O CRIME DE DECRETAÇÃO DESCABIDA DE CONDUÇÃO COERCITIVA  

18/06/2020

O crime de decretação descabida de condução coercitiva vem previsto no art. 10 da Lei n. 13.869/19 – Lei de Abuso de Autoridade, tendo como objetividade jurídica a tutela da Administração Pública e também o direito à liberdade de locomoção da pessoa, previsto no art. 5º, XV e LXI, da Constituição Federal.
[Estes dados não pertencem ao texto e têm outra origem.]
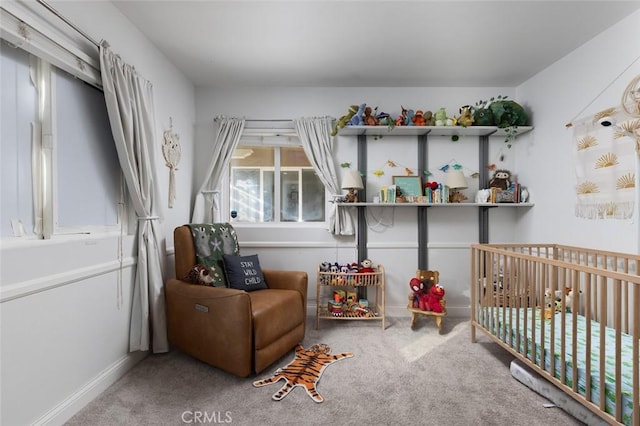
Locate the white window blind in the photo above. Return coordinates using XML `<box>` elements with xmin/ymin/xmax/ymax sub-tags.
<box><xmin>0</xmin><ymin>2</ymin><xmax>100</xmax><ymax>88</ymax></box>
<box><xmin>54</xmin><ymin>67</ymin><xmax>120</xmax><ymax>231</ymax></box>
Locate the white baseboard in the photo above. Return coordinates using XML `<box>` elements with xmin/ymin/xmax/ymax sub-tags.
<box><xmin>33</xmin><ymin>350</ymin><xmax>148</xmax><ymax>426</ymax></box>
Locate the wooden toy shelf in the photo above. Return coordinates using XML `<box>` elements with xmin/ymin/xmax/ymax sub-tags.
<box><xmin>316</xmin><ymin>264</ymin><xmax>385</xmax><ymax>330</ymax></box>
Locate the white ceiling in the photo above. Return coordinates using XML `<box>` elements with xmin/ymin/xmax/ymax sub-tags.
<box><xmin>112</xmin><ymin>1</ymin><xmax>640</xmax><ymax>88</ymax></box>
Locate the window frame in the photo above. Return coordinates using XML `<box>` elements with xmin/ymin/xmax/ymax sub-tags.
<box><xmin>1</xmin><ymin>45</ymin><xmax>125</xmax><ymax>241</ymax></box>
<box><xmin>223</xmin><ymin>139</ymin><xmax>329</xmax><ymax>227</ymax></box>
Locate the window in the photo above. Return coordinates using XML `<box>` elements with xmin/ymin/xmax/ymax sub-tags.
<box><xmin>0</xmin><ymin>42</ymin><xmax>122</xmax><ymax>238</ymax></box>
<box><xmin>54</xmin><ymin>64</ymin><xmax>120</xmax><ymax>231</ymax></box>
<box><xmin>229</xmin><ymin>144</ymin><xmax>326</xmax><ymax>223</ymax></box>
<box><xmin>1</xmin><ymin>44</ymin><xmax>36</xmax><ymax>237</ymax></box>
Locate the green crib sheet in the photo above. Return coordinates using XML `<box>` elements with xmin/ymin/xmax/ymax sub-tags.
<box><xmin>479</xmin><ymin>307</ymin><xmax>635</xmax><ymax>425</ymax></box>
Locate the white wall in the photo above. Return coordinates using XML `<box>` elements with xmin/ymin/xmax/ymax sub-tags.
<box><xmin>515</xmin><ymin>9</ymin><xmax>640</xmax><ymax>253</ymax></box>
<box><xmin>0</xmin><ymin>1</ymin><xmax>195</xmax><ymax>425</ymax></box>
<box><xmin>196</xmin><ymin>87</ymin><xmax>524</xmax><ymax>318</ymax></box>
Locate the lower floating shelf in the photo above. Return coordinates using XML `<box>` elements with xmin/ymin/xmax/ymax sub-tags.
<box><xmin>317</xmin><ymin>306</ymin><xmax>384</xmax><ymax>321</ymax></box>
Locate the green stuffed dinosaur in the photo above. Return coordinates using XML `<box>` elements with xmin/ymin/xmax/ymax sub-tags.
<box><xmin>332</xmin><ymin>105</ymin><xmax>359</xmax><ymax>136</ymax></box>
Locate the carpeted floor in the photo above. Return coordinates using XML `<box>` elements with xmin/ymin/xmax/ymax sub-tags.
<box><xmin>66</xmin><ymin>317</ymin><xmax>583</xmax><ymax>425</ymax></box>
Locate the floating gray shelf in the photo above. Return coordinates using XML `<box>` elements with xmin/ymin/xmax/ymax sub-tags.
<box><xmin>337</xmin><ymin>124</ymin><xmax>534</xmax><ymax>269</ymax></box>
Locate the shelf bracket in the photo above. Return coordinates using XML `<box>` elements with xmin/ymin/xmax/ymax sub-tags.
<box><xmin>478</xmin><ymin>134</ymin><xmax>489</xmax><ymax>244</ymax></box>
<box><xmin>357</xmin><ymin>134</ymin><xmax>368</xmax><ymax>300</ymax></box>
<box><xmin>418</xmin><ymin>133</ymin><xmax>428</xmax><ymax>269</ymax></box>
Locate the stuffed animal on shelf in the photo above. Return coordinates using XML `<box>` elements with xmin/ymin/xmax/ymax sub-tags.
<box><xmin>395</xmin><ymin>105</ymin><xmax>410</xmax><ymax>126</ymax></box>
<box><xmin>488</xmin><ymin>169</ymin><xmax>512</xmax><ymax>190</ymax></box>
<box><xmin>319</xmin><ymin>261</ymin><xmax>331</xmax><ymax>284</ymax></box>
<box><xmin>359</xmin><ymin>259</ymin><xmax>375</xmax><ymax>273</ymax></box>
<box><xmin>490</xmin><ymin>99</ymin><xmax>528</xmax><ymax>128</ymax></box>
<box><xmin>332</xmin><ymin>104</ymin><xmax>359</xmax><ymax>136</ymax></box>
<box><xmin>329</xmin><ymin>263</ymin><xmax>340</xmax><ymax>285</ymax></box>
<box><xmin>457</xmin><ymin>105</ymin><xmax>475</xmax><ymax>127</ymax></box>
<box><xmin>404</xmin><ymin>109</ymin><xmax>416</xmax><ymax>126</ymax></box>
<box><xmin>376</xmin><ymin>111</ymin><xmax>395</xmax><ymax>129</ymax></box>
<box><xmin>348</xmin><ymin>103</ymin><xmax>366</xmax><ymax>126</ymax></box>
<box><xmin>412</xmin><ymin>110</ymin><xmax>427</xmax><ymax>126</ymax></box>
<box><xmin>344</xmin><ymin>189</ymin><xmax>358</xmax><ymax>203</ymax></box>
<box><xmin>434</xmin><ymin>108</ymin><xmax>448</xmax><ymax>126</ymax></box>
<box><xmin>424</xmin><ymin>110</ymin><xmax>435</xmax><ymax>126</ymax></box>
<box><xmin>426</xmin><ymin>284</ymin><xmax>445</xmax><ymax>313</ymax></box>
<box><xmin>363</xmin><ymin>106</ymin><xmax>379</xmax><ymax>126</ymax></box>
<box><xmin>475</xmin><ymin>188</ymin><xmax>492</xmax><ymax>203</ymax></box>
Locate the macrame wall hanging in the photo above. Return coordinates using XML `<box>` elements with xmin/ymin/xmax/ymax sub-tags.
<box><xmin>566</xmin><ymin>63</ymin><xmax>640</xmax><ymax>220</ymax></box>
<box><xmin>572</xmin><ymin>108</ymin><xmax>636</xmax><ymax>219</ymax></box>
<box><xmin>162</xmin><ymin>117</ymin><xmax>181</xmax><ymax>208</ymax></box>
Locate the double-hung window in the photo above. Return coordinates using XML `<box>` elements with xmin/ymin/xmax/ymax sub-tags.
<box><xmin>229</xmin><ymin>139</ymin><xmax>326</xmax><ymax>223</ymax></box>
<box><xmin>1</xmin><ymin>38</ymin><xmax>121</xmax><ymax>239</ymax></box>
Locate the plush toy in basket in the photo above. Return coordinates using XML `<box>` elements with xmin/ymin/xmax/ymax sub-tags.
<box><xmin>359</xmin><ymin>259</ymin><xmax>375</xmax><ymax>273</ymax></box>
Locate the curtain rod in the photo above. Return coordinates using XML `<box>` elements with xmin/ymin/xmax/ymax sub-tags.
<box><xmin>214</xmin><ymin>117</ymin><xmax>293</xmax><ymax>123</ymax></box>
<box><xmin>246</xmin><ymin>119</ymin><xmax>292</xmax><ymax>122</ymax></box>
<box><xmin>36</xmin><ymin>0</ymin><xmax>100</xmax><ymax>48</ymax></box>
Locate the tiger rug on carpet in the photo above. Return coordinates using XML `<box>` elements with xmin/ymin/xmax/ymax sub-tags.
<box><xmin>252</xmin><ymin>343</ymin><xmax>353</xmax><ymax>403</ymax></box>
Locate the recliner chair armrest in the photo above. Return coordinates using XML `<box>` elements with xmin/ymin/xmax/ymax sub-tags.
<box><xmin>263</xmin><ymin>269</ymin><xmax>307</xmax><ymax>291</ymax></box>
<box><xmin>263</xmin><ymin>269</ymin><xmax>308</xmax><ymax>312</ymax></box>
<box><xmin>165</xmin><ymin>278</ymin><xmax>254</xmax><ymax>377</ymax></box>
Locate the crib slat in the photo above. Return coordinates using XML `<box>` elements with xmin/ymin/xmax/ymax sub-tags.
<box><xmin>501</xmin><ymin>255</ymin><xmax>507</xmax><ymax>347</ymax></box>
<box><xmin>539</xmin><ymin>262</ymin><xmax>547</xmax><ymax>370</ymax></box>
<box><xmin>584</xmin><ymin>272</ymin><xmax>592</xmax><ymax>403</ymax></box>
<box><xmin>571</xmin><ymin>270</ymin><xmax>579</xmax><ymax>394</ymax></box>
<box><xmin>622</xmin><ymin>258</ymin><xmax>629</xmax><ymax>333</ymax></box>
<box><xmin>560</xmin><ymin>271</ymin><xmax>567</xmax><ymax>385</ymax></box>
<box><xmin>471</xmin><ymin>247</ymin><xmax>477</xmax><ymax>343</ymax></box>
<box><xmin>633</xmin><ymin>278</ymin><xmax>639</xmax><ymax>426</ymax></box>
<box><xmin>614</xmin><ymin>279</ymin><xmax>622</xmax><ymax>423</ymax></box>
<box><xmin>599</xmin><ymin>275</ymin><xmax>607</xmax><ymax>413</ymax></box>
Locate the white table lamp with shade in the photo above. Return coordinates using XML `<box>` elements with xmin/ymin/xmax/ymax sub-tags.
<box><xmin>446</xmin><ymin>169</ymin><xmax>468</xmax><ymax>203</ymax></box>
<box><xmin>341</xmin><ymin>169</ymin><xmax>364</xmax><ymax>203</ymax></box>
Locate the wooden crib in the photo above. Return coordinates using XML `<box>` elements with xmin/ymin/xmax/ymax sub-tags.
<box><xmin>470</xmin><ymin>244</ymin><xmax>639</xmax><ymax>426</ymax></box>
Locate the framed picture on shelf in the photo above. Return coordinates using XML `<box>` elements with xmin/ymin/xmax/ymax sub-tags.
<box><xmin>393</xmin><ymin>176</ymin><xmax>422</xmax><ymax>197</ymax></box>
<box><xmin>494</xmin><ymin>188</ymin><xmax>516</xmax><ymax>203</ymax></box>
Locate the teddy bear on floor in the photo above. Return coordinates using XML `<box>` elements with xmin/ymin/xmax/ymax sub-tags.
<box><xmin>426</xmin><ymin>284</ymin><xmax>445</xmax><ymax>313</ymax></box>
<box><xmin>416</xmin><ymin>269</ymin><xmax>439</xmax><ymax>293</ymax></box>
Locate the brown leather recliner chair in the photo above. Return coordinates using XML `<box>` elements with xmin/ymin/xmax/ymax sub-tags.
<box><xmin>166</xmin><ymin>225</ymin><xmax>308</xmax><ymax>377</ymax></box>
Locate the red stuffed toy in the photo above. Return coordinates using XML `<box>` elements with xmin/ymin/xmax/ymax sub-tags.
<box><xmin>359</xmin><ymin>259</ymin><xmax>375</xmax><ymax>273</ymax></box>
<box><xmin>426</xmin><ymin>284</ymin><xmax>445</xmax><ymax>313</ymax></box>
<box><xmin>409</xmin><ymin>278</ymin><xmax>429</xmax><ymax>311</ymax></box>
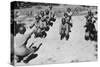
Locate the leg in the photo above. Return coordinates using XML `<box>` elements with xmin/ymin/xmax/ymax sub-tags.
<box><xmin>23</xmin><ymin>54</ymin><xmax>38</xmax><ymax>64</ymax></box>
<box><xmin>45</xmin><ymin>26</ymin><xmax>50</xmax><ymax>31</ymax></box>
<box><xmin>60</xmin><ymin>34</ymin><xmax>65</xmax><ymax>40</ymax></box>
<box><xmin>23</xmin><ymin>43</ymin><xmax>42</xmax><ymax>63</ymax></box>
<box><xmin>69</xmin><ymin>26</ymin><xmax>71</xmax><ymax>32</ymax></box>
<box><xmin>65</xmin><ymin>34</ymin><xmax>69</xmax><ymax>40</ymax></box>
<box><xmin>16</xmin><ymin>55</ymin><xmax>24</xmax><ymax>63</ymax></box>
<box><xmin>85</xmin><ymin>32</ymin><xmax>89</xmax><ymax>41</ymax></box>
<box><xmin>94</xmin><ymin>33</ymin><xmax>97</xmax><ymax>42</ymax></box>
<box><xmin>41</xmin><ymin>31</ymin><xmax>47</xmax><ymax>38</ymax></box>
<box><xmin>48</xmin><ymin>21</ymin><xmax>53</xmax><ymax>26</ymax></box>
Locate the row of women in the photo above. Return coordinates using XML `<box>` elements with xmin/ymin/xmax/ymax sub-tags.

Também a dignidade humana recebe, nesse delito, a proteção legal.

Dispõe o referido artigo:

“Art. 10. Decretar a condução coercitiva de testemunha ou investigado manifestamente descabida ou sem prévia intimação de comparecimento ao juízo:

Pena - detenção, de 1 (um) a 4 (quatro) anos, e multa.”

Nas ADPFs 395 e 444, em que se impugnava a condução coercitiva para interrogatório, na investigação e na instrução criminal, o Supremo Tribunal Federal, por meio do relator Ministro Gilmar Mendes, entendeu que a condução coercitiva de investigado para interrogatório ofende os direitos fundamentais da presunção de não culpabilidade (art. 5º, LVII, CF), dignidade da pessoa humana (art. 1º, III, CF), liberdade de locomoção (art. 5º, caput, e incisos LXI, LXV, LXVI, LXVII e LXVIII, CF), além do direito a não autoincriminação e do direito à ampla defesa (art. 5º, LV, CF).

Em síntese, o plenário do Supremo Tribunal Federal decidiu julgar procedentes as arguições de descumprimento de preceito fundamental para pronunciar a não recepção da expressão “para o interrogatório”, constante do art. 260 do CPP, e declarar a incompatibilidade com a Constituição Federal da condução coercitiva de investigados ou de réus para interrogatório, sob pena de responsabilidade disciplinar, civil e penal do agente ou da autoridade e de ilicitude das provas obtidas, sem prejuízo da responsabilidade civil do Estado.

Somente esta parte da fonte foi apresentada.